[Combination of Gradient Loss Across Devices] Hello guys, Firstly, thank you so much for the amazing tutorials @TheAIEpiphany ! Secondly, I'd like to clarify the mathematics behind the combination of gradients of loss across multiple devices @55:34... The question arises: Is it correct to compute gradient as the average of gradients from different devices? I mean, will it give the same gradient as if we were only doing it on one device ? The answer is YES it is correct, but only if the Loss is defined as a weighted sum across the samples. This is supported by the fact that the gradient of a weighted sum is equivalent to the weighted sum of gradients. Thus, in this context, the Loss is a mean across samples (or batches), making it a weighted sum. The same principle would also be applicable for the cross-entropy Loss. Additionally, the batches size across the devices should be the same. Otherwise it would not be a mean, but instead a weighted sum (with the weights of each device equal the normalised batch size allocated to this device). Hope my comment is clear and will demystify some questions that one would have wondered :) PS : For the one that would not have understood my comment, the conclusion is : "it is good to do as @TheAIEpiphany is doing" (because we are dealing with MSE/Cross-Entropy and batch size across devices is the same)

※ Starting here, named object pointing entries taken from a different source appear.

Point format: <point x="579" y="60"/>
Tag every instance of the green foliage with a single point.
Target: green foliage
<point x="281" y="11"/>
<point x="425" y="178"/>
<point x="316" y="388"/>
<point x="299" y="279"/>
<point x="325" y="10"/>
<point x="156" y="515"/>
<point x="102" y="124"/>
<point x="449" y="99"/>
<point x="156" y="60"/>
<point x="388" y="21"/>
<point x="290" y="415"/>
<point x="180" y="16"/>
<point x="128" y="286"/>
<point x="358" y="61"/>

Code is here: github.com/gordicaleksa/get-started-with-JAX/blob/main/Tutorial_2_JAX_HeroPro%2B_Colab.ipynb Just click the colab button and you're ready to play with the code yourself.
Great series of tutorials, congrats ! It would be nice to see a comparative in terms of performance between jax and pytorch for some real-world use case (gpu and tpu) :)

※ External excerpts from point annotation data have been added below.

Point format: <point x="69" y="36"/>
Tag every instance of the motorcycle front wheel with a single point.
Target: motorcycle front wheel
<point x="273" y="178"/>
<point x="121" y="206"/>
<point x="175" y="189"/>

Great videos, Aleksa! I found the name of x and y arguments in the MLP forward function confusing, since they are really batches of xs and ys. You could used vmap there instead of writing in already batched form, but I guess it's a good exercise for your viewers to rewrite it in unbatched form and apply vmap :)
jax.tree_multimap was deprecated in JAX version 0.3.5, and removed in JAX version 0.3.16. What can we use to replace this function in "Training an MLP in pure JAX" part of the video?
It depends on many factors, I guess we'll have to wait and see. If Google starts pushing JAX more than TF then sure, I'd be much more confident. But even like this I see that JAX is getting more and more love from the research community.
So the parallelism you demo'd with pmap, that was data parallelism correct? replicating the whole model across all the devices, sending different batches to each device, and then collecting the mean model back on the host device after forward and backwards pass? am i understanding that correctly?
In the middle of the notebook, I saw the comment "# notice how we do jit only at the highest level - XLA will have plenty of space to optimize". Do you have a reference on when to jit only at the highest level and when to jit single nested functions and what the advantages/risks of each approach are? I used to jit every single function until now, so I'm curious what I can gain by a single high-level jit.
To precise : it is true, ONLY if your function has some part that could be parallelised. For example, if you define a train function that has a for loop across the number of epochs, you should not jit it ! You should rather jit one level lower (here the update function). Indeed, the epochs can not be parallelised (you need the epoch to be done before starting the next one... ). If you were to jit the train function, the compilation time would take way longer, and would have to compile for every epochs... But @TheAIEpiphany is explaining it way better than me "why you should not jit everything" in his first tutorial :)
8:53 why do we want to return the state if it doesn't change ? (in general I mean) Is it just a good practice and so you don't need to think about the fact that it may or may not change and always return it ?
But how can you train model in Jax? If you set up everything from scratch then I think it is not very useful, I am sure pytorch/TF are not so much behind in terms of speed.
Check out the 3rd video for building models from scratch in pure JAX. As for the frameworks there are Flax and Haiku I'll cover them next (they are equivalent to TF/PyTorch).